Saturday 24 April 2010

Pure Genius and mod_jk

I'm currently developing an application for MegaBank which makes heavy use of AJAX. The latest cut was throwing javascript errors in UAT but not in development. A bit of investigation with firebug showed that when an AJAX request returned 404 (which it does if the user supplies a non-existent cost code for example), the next AJAX request would respond with the SSO login page instead of the expected json response. Further investigation showed that the second AJAX response had been served by a different node than the one it was sent to, resulting in the SSO challenge.

Request had a cookie:
jsessionid=ASAD123DFDFS83242SDFASD9234234.node1

Response has a set-cookie header:
jsessionid=SDFSDF234DFSLFSD324234880SDFSDL.node2

i.e. our sticky session was becoming unstuck.

We reported the incident to our support team, who's spanked it straight back over the net with the wonderfully helpful "It's an application config issue". Great. Thanks. Our app doesn't do anything clever with cookies. There is no logout button. We never invalidate the session. We'd already checked that inbound request had the right jsession id, and also that the associated response had a set-cookie header from the wrong node. Furthermore the app server logs show that the second request didn't even hit the right node. Back to web support with an offer to demonstrate the problem and walk through why we believe it's an issue with the load balancer. Even if it turned out to be an issue with the app we would need their help to diagnose it.
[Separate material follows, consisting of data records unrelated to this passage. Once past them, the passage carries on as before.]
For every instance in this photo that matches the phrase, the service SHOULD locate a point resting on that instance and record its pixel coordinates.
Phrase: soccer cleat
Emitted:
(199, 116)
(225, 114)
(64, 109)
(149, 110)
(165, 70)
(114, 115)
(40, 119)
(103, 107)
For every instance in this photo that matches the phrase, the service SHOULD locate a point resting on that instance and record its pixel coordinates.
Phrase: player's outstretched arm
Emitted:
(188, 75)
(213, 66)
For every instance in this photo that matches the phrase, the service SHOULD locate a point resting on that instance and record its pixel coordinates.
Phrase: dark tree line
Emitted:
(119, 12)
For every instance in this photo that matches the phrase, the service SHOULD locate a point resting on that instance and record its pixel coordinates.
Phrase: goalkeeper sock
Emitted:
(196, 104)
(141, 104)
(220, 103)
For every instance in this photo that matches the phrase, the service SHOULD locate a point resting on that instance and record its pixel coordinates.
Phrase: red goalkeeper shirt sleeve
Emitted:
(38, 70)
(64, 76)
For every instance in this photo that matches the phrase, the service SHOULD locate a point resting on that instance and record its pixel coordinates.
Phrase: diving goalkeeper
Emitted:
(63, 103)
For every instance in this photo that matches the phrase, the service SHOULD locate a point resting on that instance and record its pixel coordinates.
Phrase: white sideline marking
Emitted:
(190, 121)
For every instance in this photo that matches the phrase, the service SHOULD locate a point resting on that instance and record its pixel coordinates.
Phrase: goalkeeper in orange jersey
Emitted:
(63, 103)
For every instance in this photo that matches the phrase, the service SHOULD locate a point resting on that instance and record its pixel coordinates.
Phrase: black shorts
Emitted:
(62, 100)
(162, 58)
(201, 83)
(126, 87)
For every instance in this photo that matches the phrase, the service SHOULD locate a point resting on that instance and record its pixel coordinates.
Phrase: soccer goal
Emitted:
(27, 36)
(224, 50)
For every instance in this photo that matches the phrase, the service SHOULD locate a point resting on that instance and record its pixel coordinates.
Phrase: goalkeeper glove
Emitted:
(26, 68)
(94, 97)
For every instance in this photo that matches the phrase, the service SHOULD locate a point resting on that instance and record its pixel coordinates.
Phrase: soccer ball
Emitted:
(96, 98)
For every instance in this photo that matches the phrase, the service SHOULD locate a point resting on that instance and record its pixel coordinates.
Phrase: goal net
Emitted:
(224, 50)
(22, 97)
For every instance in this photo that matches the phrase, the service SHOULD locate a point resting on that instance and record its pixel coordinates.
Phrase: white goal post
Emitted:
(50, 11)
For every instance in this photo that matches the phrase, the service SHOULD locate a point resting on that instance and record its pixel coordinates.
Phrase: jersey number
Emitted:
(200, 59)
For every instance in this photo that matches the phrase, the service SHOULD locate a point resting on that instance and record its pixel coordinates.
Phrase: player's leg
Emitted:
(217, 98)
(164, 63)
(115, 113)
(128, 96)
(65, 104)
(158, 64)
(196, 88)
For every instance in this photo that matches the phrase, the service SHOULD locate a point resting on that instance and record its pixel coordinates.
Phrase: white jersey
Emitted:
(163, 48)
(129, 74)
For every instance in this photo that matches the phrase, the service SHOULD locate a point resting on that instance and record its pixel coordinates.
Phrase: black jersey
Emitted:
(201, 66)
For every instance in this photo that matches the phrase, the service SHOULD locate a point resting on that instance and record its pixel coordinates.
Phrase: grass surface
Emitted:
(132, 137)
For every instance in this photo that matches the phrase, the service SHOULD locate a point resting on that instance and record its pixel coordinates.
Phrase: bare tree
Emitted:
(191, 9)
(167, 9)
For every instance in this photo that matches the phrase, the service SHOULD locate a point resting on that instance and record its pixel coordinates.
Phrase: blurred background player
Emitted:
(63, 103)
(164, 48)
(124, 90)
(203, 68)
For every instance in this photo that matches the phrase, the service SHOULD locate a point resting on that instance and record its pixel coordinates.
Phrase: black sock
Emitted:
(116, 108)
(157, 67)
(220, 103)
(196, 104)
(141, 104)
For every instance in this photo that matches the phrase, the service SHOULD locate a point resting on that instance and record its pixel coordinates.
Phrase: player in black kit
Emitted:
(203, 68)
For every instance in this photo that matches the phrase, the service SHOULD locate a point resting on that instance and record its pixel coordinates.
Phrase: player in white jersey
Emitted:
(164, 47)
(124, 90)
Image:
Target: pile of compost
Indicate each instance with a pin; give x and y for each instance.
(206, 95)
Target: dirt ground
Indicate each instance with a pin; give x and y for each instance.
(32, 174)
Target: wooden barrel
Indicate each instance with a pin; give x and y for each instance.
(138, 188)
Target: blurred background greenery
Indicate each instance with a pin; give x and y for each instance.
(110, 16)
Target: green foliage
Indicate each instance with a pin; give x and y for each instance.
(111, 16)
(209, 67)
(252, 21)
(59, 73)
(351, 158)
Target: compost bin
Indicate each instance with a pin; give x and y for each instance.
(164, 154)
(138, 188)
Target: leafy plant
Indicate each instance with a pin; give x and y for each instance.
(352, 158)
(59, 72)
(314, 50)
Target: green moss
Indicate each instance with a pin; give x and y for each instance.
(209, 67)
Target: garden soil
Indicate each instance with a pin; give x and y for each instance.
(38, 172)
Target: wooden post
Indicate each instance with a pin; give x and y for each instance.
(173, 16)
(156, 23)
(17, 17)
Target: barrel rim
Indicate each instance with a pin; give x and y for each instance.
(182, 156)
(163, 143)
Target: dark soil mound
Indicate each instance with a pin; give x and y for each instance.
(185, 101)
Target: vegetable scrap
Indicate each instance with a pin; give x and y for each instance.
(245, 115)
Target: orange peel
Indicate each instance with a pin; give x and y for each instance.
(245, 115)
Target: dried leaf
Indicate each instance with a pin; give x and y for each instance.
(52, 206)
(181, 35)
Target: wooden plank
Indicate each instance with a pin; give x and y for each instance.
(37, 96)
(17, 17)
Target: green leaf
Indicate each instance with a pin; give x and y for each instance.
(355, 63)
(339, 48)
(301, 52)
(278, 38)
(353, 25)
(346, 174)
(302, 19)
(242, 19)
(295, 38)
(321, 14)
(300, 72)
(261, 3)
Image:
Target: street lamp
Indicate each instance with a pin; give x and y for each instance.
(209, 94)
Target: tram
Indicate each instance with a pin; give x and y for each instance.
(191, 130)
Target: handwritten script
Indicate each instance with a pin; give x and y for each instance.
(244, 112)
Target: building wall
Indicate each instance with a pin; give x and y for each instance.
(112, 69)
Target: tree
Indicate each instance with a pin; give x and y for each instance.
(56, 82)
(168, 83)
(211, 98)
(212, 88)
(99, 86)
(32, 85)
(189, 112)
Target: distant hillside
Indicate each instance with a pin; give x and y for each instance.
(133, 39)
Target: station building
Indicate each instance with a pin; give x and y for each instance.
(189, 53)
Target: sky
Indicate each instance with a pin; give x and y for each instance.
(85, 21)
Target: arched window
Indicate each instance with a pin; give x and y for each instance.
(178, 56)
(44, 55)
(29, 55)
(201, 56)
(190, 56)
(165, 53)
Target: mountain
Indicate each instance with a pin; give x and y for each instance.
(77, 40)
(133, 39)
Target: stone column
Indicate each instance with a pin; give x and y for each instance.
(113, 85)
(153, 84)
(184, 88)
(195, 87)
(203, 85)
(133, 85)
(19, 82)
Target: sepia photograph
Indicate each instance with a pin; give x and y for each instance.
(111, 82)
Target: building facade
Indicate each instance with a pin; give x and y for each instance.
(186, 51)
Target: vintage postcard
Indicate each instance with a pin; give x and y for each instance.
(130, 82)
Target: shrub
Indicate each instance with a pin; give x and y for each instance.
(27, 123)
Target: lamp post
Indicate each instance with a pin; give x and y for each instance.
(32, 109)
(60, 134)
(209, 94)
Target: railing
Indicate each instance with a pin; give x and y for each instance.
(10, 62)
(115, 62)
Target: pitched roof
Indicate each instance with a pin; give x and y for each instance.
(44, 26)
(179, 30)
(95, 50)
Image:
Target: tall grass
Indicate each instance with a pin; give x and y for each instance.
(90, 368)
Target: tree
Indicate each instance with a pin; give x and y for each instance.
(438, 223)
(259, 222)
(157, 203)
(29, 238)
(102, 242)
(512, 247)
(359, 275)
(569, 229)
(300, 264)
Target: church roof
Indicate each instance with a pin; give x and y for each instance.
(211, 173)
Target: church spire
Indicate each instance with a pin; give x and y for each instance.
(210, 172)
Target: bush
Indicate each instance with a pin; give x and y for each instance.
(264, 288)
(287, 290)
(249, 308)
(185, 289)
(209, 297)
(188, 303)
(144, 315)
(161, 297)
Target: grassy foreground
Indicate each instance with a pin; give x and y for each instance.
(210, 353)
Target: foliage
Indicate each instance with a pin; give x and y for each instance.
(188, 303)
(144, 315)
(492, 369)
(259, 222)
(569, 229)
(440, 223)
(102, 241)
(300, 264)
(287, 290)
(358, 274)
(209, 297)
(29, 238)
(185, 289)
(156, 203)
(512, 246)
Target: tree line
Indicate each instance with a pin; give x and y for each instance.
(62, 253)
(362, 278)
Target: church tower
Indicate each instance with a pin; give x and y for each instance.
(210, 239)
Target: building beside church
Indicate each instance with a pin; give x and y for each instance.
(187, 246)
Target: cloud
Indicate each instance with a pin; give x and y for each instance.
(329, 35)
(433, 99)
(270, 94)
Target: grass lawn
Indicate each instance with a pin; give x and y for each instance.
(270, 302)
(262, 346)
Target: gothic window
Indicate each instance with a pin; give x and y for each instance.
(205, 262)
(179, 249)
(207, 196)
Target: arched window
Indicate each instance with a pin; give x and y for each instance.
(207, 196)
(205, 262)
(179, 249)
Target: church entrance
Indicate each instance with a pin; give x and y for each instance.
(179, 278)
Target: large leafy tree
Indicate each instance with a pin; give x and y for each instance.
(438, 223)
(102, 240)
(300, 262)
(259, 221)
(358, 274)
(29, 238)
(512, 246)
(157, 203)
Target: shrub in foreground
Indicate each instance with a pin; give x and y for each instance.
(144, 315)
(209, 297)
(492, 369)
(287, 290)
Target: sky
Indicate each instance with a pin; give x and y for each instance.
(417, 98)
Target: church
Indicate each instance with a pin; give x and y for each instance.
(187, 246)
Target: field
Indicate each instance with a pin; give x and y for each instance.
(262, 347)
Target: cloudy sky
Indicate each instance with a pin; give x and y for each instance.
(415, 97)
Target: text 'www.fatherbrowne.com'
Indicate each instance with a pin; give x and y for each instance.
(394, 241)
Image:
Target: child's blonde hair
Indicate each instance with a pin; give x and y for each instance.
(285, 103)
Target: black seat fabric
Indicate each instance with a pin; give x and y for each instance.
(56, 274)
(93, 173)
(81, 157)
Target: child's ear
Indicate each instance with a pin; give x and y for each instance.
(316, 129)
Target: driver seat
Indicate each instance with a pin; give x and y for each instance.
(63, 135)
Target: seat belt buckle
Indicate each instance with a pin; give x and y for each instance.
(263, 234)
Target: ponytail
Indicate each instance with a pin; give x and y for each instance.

Offer accepted. And "Pure Genius" arrives (That's not his real name, but it is what was written on his cuff links). The first words out of his mouth were, "We support 100s of applications and the load balancer works fine. It must be your application". It doesn't mater that this is a bank, where 99% of the applications he supports are legacy and have probably never heard of AJAX. So I walk him through the process, show him the HTTP headers, show him the logs, explain that this only seems to happen after a 404. He goes away and helpfully reports...

"It's an application configuration issue."

Grrrrrrrr. Escalate. Now engineering areinvolved. Helpfully "Pure Genius" has already told them it's a problem with our app, so they've they've prioritised it to the bottom of their queue. Grrrrrrrr. Another round of the escalation game follows and we get someone from engineering who knows what they're doing and isn't wearing blinkers. Guess what? There's a bug in mod_jk which causes it to fail a session over if it gets a non 200 error code with no content, so we added the words "Pure Genius" to the response and we have sticky sessions again. I guess he helped after all.